Dr. Bernard Wittels is an anesthesiologist practicing in Evanston, IL. Dr. Wittels ensures the safety of patients who are about to undergo surgery. Anestesiologists specialize in general anesthesia, which will (put the patient to sleep), sedation, which will calm the patient or make him or her unaware of the situation,... more
Many pregnant women near their delivery date have preconceived notions about the management of their labor and delivery. Some plan a “natural” delivery, some want only intravenous opioids for pain relief, and others want an epidural anesthetic as soon as possible. For women who have never undergone surgery, the pain of labor can be the worst they have ever experienced. Roughly half of the pregnant women who plan a “natural” delivery change their minds during the course of the first stage of labor and then rely on an epidural anesthetic as their only tolerable choice. Nearly all women in labor who have had an epidural anesthetic for labor and delivery in the past are happy to receive another epidural anesthetic, and they do not wait until they have severe pain to ask for epidural anesthesia.
Opioids are lipid-soluble chemical compounds that can bind to specific receptors in the brain, spinal cord, and GI tract. Intravenous opioids produce pain relief primarily through their action in the brain, which tends to blunt the higher level, complex, comparative thinking processes. In effect, intravenous opioids makes one care less about pain, but doesn’t attenuate or eliminate it. Even with freely self-administered patient-controlled intravenous opioid therapy, the average reported pain score is 3 on a scale of 1 to 10. Since all opioids can cross the placenta, they also have the potential to enter the fetal circulation where it can lead to slowing of the fetal heart rate (a potentially ominous sign from the obstetrician’s point of view) and to slowing the fetal respiratory effort at birth (a potentially ominous sign to the neonatologist who may need to intervene with neonatal respiratory support measures).
A vaginal delivery without an epidural anesthetic is as natural as a vaginal delivery with an epidural anesthetic. The safety of the mother and baby are the most important outcomes. An epidural anesthetic can be administered in a pain-free manner in just a couple of minutes, and it can eliminate the pain of uterine contractions while having no detrimental effect on fetal well-being. By administering a continuous infusion of dilute local anesthetic with a tiny dose of an opioid into the epidural space, women can remain pain-free throughout their labor and delivery. The average reported pain score of women in labor with an epidural anesthetic is between zero and 1 on a scale of 1 to 10. Should the need arise to proceed to a cesarean delivery, the anesthesiologist can administer a concentrated local anesthetic via the epidural catheter to insure a pain-free surgical experience. After delivery, one small dose of epidural morphine (4 milligrams) will provide profound pain relief for 20-24 hours after surgery.

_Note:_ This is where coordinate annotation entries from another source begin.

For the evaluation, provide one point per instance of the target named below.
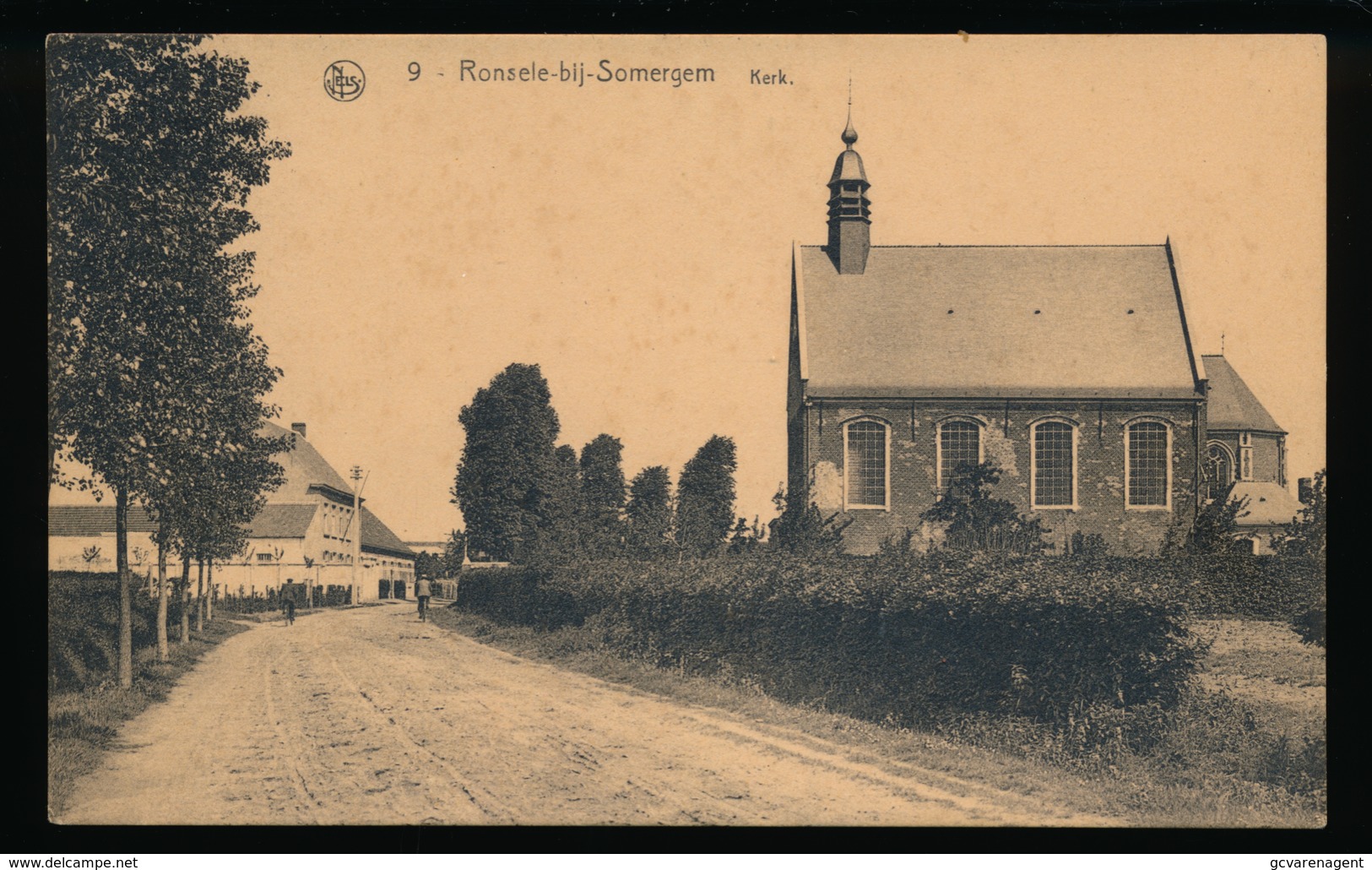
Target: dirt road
(369, 716)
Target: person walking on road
(421, 592)
(289, 600)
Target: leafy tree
(977, 520)
(801, 529)
(1305, 536)
(706, 497)
(454, 552)
(746, 538)
(428, 566)
(507, 481)
(1216, 526)
(563, 529)
(149, 165)
(603, 494)
(649, 512)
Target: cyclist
(421, 592)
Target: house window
(865, 464)
(1147, 464)
(1054, 478)
(959, 446)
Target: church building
(1246, 457)
(1069, 367)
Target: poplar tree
(507, 479)
(706, 497)
(603, 496)
(149, 165)
(649, 512)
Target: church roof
(1268, 504)
(303, 468)
(1231, 405)
(995, 321)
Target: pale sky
(634, 237)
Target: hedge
(1086, 647)
(84, 625)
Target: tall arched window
(1147, 464)
(959, 446)
(866, 464)
(1218, 470)
(1054, 481)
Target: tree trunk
(162, 604)
(186, 599)
(121, 560)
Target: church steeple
(849, 210)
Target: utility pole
(358, 482)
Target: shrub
(1310, 623)
(84, 626)
(929, 639)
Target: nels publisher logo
(344, 81)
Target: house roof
(303, 468)
(1269, 504)
(85, 520)
(276, 520)
(995, 321)
(1231, 405)
(88, 520)
(377, 538)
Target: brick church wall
(1006, 439)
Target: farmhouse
(305, 531)
(1069, 367)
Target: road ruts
(369, 716)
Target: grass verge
(1150, 792)
(84, 723)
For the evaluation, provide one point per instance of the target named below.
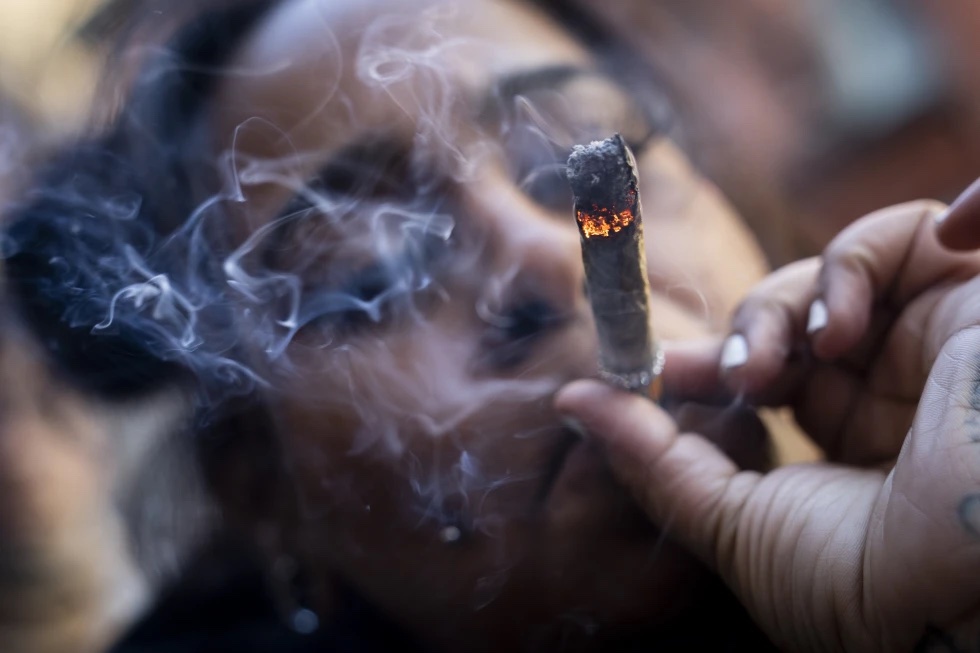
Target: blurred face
(406, 233)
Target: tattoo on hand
(937, 640)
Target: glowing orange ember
(601, 221)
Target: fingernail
(576, 427)
(817, 318)
(735, 353)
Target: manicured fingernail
(817, 319)
(735, 353)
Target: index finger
(959, 227)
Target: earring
(292, 595)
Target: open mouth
(578, 490)
(567, 442)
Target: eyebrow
(513, 85)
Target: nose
(532, 254)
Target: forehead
(318, 75)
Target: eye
(512, 338)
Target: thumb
(683, 482)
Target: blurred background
(807, 113)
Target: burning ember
(609, 216)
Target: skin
(874, 549)
(437, 416)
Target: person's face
(406, 210)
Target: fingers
(825, 307)
(888, 257)
(767, 326)
(932, 514)
(959, 227)
(685, 483)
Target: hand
(957, 228)
(828, 556)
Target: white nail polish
(818, 316)
(735, 353)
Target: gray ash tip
(600, 167)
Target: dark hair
(106, 215)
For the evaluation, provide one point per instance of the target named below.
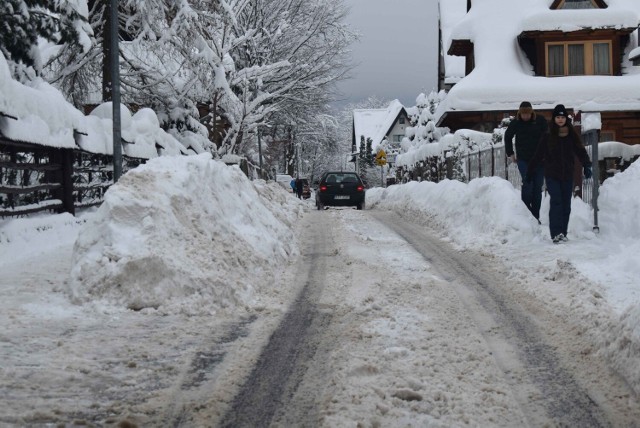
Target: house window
(607, 136)
(579, 58)
(577, 4)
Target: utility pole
(259, 152)
(115, 91)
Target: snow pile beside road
(592, 280)
(488, 210)
(184, 235)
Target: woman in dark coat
(556, 152)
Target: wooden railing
(35, 178)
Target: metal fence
(493, 162)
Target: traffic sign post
(381, 159)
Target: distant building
(580, 53)
(379, 124)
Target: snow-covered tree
(23, 22)
(248, 62)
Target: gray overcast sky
(398, 49)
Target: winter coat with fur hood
(557, 156)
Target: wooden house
(379, 124)
(580, 53)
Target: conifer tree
(22, 22)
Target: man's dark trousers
(531, 192)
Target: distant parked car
(340, 189)
(285, 181)
(306, 189)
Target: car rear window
(341, 178)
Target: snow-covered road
(377, 323)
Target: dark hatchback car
(340, 189)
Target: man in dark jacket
(527, 128)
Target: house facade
(580, 53)
(379, 124)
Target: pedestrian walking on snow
(556, 152)
(527, 128)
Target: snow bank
(183, 234)
(593, 279)
(488, 209)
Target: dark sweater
(527, 136)
(558, 158)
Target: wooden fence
(35, 178)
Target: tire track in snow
(547, 391)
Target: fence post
(591, 123)
(493, 163)
(66, 159)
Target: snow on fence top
(38, 113)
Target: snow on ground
(112, 303)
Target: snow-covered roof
(503, 76)
(451, 12)
(38, 113)
(568, 20)
(375, 123)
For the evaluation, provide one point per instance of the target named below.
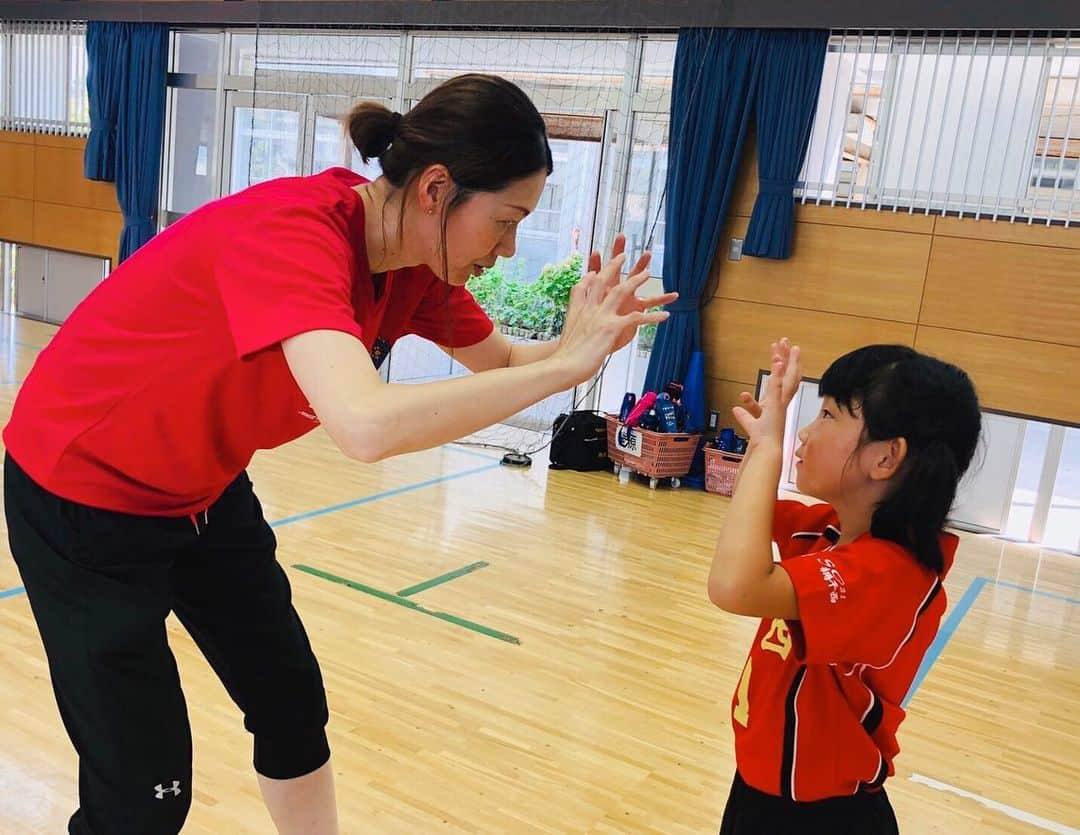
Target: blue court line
(949, 627)
(345, 504)
(386, 495)
(473, 453)
(1041, 593)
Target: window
(961, 123)
(43, 78)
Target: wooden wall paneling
(16, 219)
(737, 336)
(77, 229)
(1012, 375)
(58, 178)
(1010, 290)
(16, 170)
(866, 272)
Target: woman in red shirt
(242, 327)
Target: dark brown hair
(483, 129)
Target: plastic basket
(720, 471)
(659, 455)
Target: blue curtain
(786, 100)
(712, 98)
(107, 44)
(139, 132)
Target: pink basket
(659, 455)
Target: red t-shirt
(160, 387)
(817, 709)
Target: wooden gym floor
(577, 681)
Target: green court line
(441, 579)
(409, 604)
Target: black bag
(579, 442)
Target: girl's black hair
(930, 403)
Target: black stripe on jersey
(878, 780)
(791, 722)
(931, 598)
(873, 717)
(926, 605)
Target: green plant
(538, 307)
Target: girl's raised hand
(765, 419)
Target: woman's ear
(887, 458)
(433, 188)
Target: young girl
(855, 601)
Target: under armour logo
(160, 790)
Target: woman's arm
(372, 420)
(497, 351)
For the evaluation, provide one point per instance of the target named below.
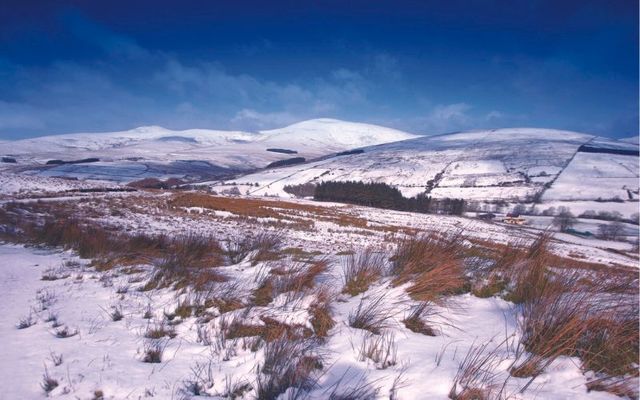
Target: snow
(105, 354)
(157, 152)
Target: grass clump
(361, 270)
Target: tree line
(381, 195)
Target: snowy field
(183, 294)
(55, 290)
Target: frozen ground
(514, 165)
(157, 152)
(105, 355)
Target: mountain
(517, 165)
(156, 151)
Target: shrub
(159, 331)
(381, 349)
(434, 266)
(321, 314)
(552, 325)
(153, 350)
(564, 219)
(26, 322)
(361, 270)
(417, 319)
(370, 315)
(287, 364)
(476, 376)
(48, 383)
(65, 332)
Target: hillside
(516, 165)
(158, 152)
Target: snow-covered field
(75, 328)
(105, 356)
(157, 152)
(514, 165)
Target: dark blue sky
(422, 66)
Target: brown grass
(371, 315)
(269, 331)
(287, 364)
(417, 321)
(362, 269)
(476, 378)
(321, 314)
(434, 266)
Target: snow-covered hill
(521, 164)
(155, 151)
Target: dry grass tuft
(361, 270)
(371, 315)
(287, 364)
(476, 378)
(434, 266)
(321, 314)
(418, 317)
(380, 349)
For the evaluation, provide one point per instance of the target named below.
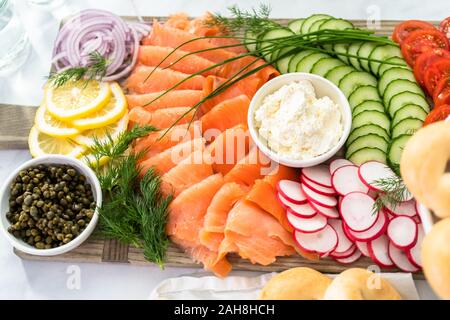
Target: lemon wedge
(110, 113)
(41, 144)
(76, 99)
(87, 138)
(48, 124)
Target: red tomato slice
(424, 60)
(420, 41)
(402, 30)
(438, 114)
(442, 93)
(438, 70)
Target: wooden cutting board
(16, 122)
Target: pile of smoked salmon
(224, 188)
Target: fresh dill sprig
(96, 69)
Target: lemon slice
(47, 124)
(86, 138)
(110, 113)
(76, 99)
(41, 144)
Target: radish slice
(344, 243)
(338, 163)
(317, 187)
(374, 232)
(413, 254)
(362, 246)
(402, 231)
(405, 208)
(318, 174)
(379, 252)
(292, 191)
(372, 171)
(346, 180)
(320, 199)
(307, 225)
(398, 256)
(353, 258)
(357, 211)
(322, 242)
(327, 212)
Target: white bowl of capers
(49, 205)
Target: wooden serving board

The most recent anesthesia literature supports a modification to routine epidural anesthesia: combined spinal-epidural anesthesia (CSEA) for labor and delivery. Using this technique, the obstetric anesthesiologist identifies the epidural space in the same manner, then inserts a 27-gauge spinal needle through the epidural needle and into the cerebrospinal fluid of the pregnant patient. Sterile injection of a 2.0 ml solution containing bupivacaine 2.5 mg and fentanyl 4 mcg into the spinal fluid produces profound pain relief (pain score of zero) in less than one minute. No other method or technique can compare. The 2.0 ml solution is not difficult to obtain: it is the exact same as taking 2 ml from an epidural infusion bag that contains 0.125% bupivacaine with fentanyl 2 mcg/ml – a standard epidural infusion cocktail. By using a 27 gauge spinal needle, the risk of spinal headache is zero. After the spinal injection, an epidural catheter is inserted and used for routine epidural anesthesia for labor and delivery. Finally, although we don’t know the scientific basis for this result, it has been discovered that the first stage of labor among women who receive CSEA is shortened, compared to the duration of the first stage of labor among women who receive routine epidural anesthesia. CSEA produces rapid, profound pain relief and shortens labor. There isn’t a laboring patient, OB nurse, or obstetrician that doesn’t appreciate that.
Most hospitals have obstetric anesthesiologist on duty 24/7. Take the time to discuss the options for epidural anesthesia with the obstetric anesthesiologist on duty. You may be talking to your new best friend!